Accelerating Diffusion Models in Offline RL via Reward-Aware Consistency Trajectory Distillation
This work addresses the inference speed bottleneck in diffusion-based decision-making for offline RL, which is important for practical deployment, though it appears to be an incremental improvement on existing consistency distillation techniques.
The paper tackles the slow inference speed of diffusion models in offline reinforcement learning by proposing a reward-aware consistency trajectory distillation method that enables single-step generation. The approach achieves an 8.7% performance improvement over previous state-of-the-art methods and offers up to 142x speedup in inference time.
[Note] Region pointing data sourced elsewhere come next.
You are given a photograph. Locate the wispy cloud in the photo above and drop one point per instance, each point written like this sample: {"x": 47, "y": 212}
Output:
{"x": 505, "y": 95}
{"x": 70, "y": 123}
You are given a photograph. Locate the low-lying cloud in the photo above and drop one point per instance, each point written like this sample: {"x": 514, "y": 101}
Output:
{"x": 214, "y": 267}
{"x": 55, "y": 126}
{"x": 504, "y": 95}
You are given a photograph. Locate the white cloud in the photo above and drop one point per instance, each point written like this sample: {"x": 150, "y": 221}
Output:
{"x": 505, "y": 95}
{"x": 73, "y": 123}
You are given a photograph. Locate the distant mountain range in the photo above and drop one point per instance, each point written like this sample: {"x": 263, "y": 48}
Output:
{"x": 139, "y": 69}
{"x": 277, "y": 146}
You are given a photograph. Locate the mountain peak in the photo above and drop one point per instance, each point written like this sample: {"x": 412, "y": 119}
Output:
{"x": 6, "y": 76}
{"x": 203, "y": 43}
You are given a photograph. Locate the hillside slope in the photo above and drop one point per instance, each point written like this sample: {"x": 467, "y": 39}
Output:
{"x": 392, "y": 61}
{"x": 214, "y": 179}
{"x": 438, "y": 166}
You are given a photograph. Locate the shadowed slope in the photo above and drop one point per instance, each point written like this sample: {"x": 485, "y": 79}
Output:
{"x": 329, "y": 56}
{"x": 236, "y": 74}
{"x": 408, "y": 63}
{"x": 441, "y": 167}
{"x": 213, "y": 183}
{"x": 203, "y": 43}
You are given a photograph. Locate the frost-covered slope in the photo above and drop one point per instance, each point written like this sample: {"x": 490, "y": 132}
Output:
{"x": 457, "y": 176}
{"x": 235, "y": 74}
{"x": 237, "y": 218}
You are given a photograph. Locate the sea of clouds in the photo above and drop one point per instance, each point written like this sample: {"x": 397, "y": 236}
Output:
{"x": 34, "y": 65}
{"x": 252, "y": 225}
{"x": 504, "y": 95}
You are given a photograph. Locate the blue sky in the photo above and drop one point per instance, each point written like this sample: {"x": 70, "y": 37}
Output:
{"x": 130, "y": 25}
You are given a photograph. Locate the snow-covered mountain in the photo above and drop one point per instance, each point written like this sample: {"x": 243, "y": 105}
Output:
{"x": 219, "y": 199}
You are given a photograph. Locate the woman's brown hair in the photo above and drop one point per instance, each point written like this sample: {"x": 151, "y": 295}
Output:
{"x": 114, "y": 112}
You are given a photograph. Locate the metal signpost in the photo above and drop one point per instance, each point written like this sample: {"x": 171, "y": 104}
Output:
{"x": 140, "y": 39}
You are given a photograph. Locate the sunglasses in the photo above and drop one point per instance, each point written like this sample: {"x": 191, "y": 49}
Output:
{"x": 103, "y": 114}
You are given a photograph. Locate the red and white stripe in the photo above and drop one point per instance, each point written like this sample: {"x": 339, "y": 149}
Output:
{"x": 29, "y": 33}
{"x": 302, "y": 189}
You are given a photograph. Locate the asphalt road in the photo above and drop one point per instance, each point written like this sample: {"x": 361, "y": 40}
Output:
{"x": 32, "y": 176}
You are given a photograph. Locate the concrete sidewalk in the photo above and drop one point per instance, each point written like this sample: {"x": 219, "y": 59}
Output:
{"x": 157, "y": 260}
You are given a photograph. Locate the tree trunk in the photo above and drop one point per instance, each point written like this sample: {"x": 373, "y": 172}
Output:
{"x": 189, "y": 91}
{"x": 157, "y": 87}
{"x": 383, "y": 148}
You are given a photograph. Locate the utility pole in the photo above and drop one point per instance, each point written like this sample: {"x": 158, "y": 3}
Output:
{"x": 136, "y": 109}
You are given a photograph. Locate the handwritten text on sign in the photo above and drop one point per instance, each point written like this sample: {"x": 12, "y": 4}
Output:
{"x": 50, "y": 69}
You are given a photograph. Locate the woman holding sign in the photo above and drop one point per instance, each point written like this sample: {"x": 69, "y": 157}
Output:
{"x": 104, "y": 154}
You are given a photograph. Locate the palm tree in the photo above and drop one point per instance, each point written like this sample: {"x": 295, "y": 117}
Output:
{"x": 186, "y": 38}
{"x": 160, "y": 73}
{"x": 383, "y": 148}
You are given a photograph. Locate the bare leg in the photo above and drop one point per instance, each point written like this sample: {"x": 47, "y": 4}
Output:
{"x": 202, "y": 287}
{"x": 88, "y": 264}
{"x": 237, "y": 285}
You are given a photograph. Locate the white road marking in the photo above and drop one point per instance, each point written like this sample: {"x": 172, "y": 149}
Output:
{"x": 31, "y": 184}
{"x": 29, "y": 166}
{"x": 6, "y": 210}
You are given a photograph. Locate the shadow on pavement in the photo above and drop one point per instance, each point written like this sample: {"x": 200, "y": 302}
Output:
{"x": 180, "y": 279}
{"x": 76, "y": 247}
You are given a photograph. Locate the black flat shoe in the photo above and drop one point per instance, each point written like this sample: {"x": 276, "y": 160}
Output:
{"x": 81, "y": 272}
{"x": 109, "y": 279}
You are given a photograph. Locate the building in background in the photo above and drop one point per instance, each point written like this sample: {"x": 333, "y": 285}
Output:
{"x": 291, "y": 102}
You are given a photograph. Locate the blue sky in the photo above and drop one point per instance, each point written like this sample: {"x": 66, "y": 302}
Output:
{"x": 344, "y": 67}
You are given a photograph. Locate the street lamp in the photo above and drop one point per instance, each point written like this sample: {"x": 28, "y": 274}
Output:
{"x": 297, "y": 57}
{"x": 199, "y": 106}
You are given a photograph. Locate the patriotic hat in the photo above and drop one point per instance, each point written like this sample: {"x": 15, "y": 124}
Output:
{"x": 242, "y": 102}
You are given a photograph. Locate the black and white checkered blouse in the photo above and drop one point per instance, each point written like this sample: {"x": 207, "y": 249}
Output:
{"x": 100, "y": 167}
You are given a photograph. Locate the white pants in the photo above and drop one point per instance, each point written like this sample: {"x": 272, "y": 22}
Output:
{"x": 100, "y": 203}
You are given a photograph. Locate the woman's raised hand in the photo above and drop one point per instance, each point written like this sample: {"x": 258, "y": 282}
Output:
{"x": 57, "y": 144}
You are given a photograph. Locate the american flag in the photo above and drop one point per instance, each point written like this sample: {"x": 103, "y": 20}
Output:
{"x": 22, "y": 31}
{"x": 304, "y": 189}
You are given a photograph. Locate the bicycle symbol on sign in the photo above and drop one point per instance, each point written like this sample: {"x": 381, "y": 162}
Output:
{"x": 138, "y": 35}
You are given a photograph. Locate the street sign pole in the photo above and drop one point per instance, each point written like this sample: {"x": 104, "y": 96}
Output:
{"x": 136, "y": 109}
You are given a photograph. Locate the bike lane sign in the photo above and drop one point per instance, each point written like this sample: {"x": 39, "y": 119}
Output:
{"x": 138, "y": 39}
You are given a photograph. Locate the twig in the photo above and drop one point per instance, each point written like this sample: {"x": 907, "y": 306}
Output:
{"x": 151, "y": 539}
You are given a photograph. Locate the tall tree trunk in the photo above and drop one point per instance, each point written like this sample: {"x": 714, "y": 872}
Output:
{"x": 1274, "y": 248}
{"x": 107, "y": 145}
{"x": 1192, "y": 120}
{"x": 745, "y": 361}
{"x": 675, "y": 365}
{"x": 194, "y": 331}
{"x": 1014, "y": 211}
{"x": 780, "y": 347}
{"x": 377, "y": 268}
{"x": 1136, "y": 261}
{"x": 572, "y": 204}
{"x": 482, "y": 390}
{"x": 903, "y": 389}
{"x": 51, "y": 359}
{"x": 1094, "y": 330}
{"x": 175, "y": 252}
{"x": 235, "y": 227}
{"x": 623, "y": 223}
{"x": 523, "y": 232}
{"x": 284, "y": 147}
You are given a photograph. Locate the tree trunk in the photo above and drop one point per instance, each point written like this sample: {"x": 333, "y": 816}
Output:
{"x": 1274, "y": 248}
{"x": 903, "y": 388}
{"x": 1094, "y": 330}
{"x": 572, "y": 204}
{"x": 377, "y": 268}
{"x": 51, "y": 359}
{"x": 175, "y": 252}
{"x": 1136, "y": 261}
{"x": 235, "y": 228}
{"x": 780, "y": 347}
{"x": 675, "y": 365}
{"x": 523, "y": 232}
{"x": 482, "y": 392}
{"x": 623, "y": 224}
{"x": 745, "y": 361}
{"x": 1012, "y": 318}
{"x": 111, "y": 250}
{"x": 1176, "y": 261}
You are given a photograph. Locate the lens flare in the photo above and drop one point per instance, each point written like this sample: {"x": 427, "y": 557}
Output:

Although diffusion models have achieved strong results in decision-making tasks, their slow inference speed remains a key limitation. While the consistency model offers a potential solution, its applications to decision-making often struggle with suboptimal demonstrations or rely on complex concurrent training of multiple networks. In this work, we propose a novel approach to consistency distillation for offline reinforcement learning that directly incorporates reward optimization into the distillation process. Our method enables single-step generation while maintaining higher performance and simpler training. Empirical evaluations on the Gym MuJoCo benchmarks and long horizon planning demonstrate that our approach can achieve an 8.7% improvement over previous state-of-the-art while offering up to 142x speedup over diffusion counterparts in inference time.